Expression of Heteropolymeric Ferritin Improves Iron Storage in Saccharomyces cerevisiae
Hye-Jin Kim,1 Hyang-Mi Kim,1 Ji-Hye Kim,2 Kyeong-Seon Ryu,2 Seung-Moon Park,2 Kwang-Yeup Jahng,1 Moon-Sik Yang,1 and Dae-Hyuk Kim2*Institute for Molecular Biology and Genetics,1 Basic Science Research Institute, Chonbuk National University, Chonju, Chonbuk 561-756, Korea2
Received 14 August 2002/ Accepted 11 January 2003
Saccharomyces cerevisiae was engineered to express different amount of heavy (H)- and light (L)-chain subunits of human ferritin by using a low-copy integrative vector (YIp) and a high-copy episomal vector (YEp). In addition to pep4::HIS3 allele, the expression host strain was bred to have the selection markers leu2- and ura3- for YIplac128 and YEp352, respectively. The heterologous expression of phytase was used to determine the expression capability of the host strain. Expression in the new host strain (2805-a7) was as high as that in the parental strain (2805), which expresses high levels of several foreign genes. Following transformation, Northern and Western blot analyses demonstrated the expression of H- and L-chain genes. The recombinant yeast was more iron tolerant, in that transformed cells formed colonies on plates containing more than 25 mM ferric citrate, whereas none of the recipient strain cells did. Prussian blue staining indicated that the expressed isoferritins were assembled in vivo into a complex that bound iron. The expressed subunits showed a clear preference for the formation of heteropolymers over homopolymers. The molar ratio of H to L chains was estimated to be 1:6.8. The gel-purified heteropolymer took up iron faster than the L homopolymer, and it took up more iron than the H homopolymer did. The iron concentrations in transformants expressing the heteropolymer, L homopolymer, and H homopolymer were 1,004, 760, and 500 µg per g (dry weight) of recombinant yeast cells, respectively. The results indicate that heterologously expressed H and L subunits coassemble into a heteropolymer in vivo and that the iron-carrying capacity of yeast is further enhanced by the expression of heteropolymeric isoferritin.

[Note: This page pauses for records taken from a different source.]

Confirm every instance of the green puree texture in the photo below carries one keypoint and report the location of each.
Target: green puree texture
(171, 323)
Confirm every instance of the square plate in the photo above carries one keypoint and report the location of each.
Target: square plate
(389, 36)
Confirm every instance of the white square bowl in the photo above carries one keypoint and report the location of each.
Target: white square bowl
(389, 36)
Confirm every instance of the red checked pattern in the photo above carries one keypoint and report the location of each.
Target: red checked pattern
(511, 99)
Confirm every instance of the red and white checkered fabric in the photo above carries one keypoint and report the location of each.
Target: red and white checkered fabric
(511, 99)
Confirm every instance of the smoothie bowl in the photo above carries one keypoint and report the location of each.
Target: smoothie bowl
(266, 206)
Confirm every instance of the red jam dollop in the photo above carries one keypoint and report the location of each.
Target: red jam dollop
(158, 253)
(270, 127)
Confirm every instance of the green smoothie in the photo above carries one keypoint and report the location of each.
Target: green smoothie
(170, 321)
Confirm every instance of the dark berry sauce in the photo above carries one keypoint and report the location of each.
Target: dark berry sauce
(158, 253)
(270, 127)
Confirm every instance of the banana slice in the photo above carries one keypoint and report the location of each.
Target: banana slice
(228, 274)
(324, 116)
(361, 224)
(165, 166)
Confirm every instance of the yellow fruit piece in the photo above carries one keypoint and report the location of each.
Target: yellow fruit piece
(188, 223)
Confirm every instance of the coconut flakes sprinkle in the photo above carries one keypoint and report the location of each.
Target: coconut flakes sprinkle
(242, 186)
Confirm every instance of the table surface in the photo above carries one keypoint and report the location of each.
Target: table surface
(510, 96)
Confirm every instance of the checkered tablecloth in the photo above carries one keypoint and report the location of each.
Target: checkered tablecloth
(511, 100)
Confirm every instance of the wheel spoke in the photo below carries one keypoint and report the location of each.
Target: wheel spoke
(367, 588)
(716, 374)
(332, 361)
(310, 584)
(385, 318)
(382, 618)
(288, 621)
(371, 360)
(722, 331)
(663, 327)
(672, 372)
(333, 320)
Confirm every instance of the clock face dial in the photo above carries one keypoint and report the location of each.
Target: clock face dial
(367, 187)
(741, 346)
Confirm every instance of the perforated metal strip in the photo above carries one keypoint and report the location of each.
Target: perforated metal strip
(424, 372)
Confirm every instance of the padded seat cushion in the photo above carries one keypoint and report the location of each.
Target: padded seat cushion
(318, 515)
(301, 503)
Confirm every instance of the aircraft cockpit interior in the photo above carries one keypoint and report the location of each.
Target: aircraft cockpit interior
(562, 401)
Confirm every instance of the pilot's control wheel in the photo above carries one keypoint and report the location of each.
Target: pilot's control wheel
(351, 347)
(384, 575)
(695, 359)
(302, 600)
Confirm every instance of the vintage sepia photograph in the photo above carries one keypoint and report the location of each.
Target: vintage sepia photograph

* Corresponding author. Mailing address: Division of Biological Sciences, Chonbuk National University, Dukjindong 664-14, Chonju, Chonbuk 561-756, Korea. Phone: (82) 63-270-3440. Fax: (82) 63-270-4312. E-mail: dhkim{at}moak.chonbuk.ac.kr.
Applied and Environmental Microbiology, April 2003, p. 1999-2005, Vol. 69, No. 4
0099-2240/03/$08.00+0 DOI: 10.1128/AEM.69.4.1999-2005.2003
Copyright © 2003, American Society for Microbiology. All Rights Reserved.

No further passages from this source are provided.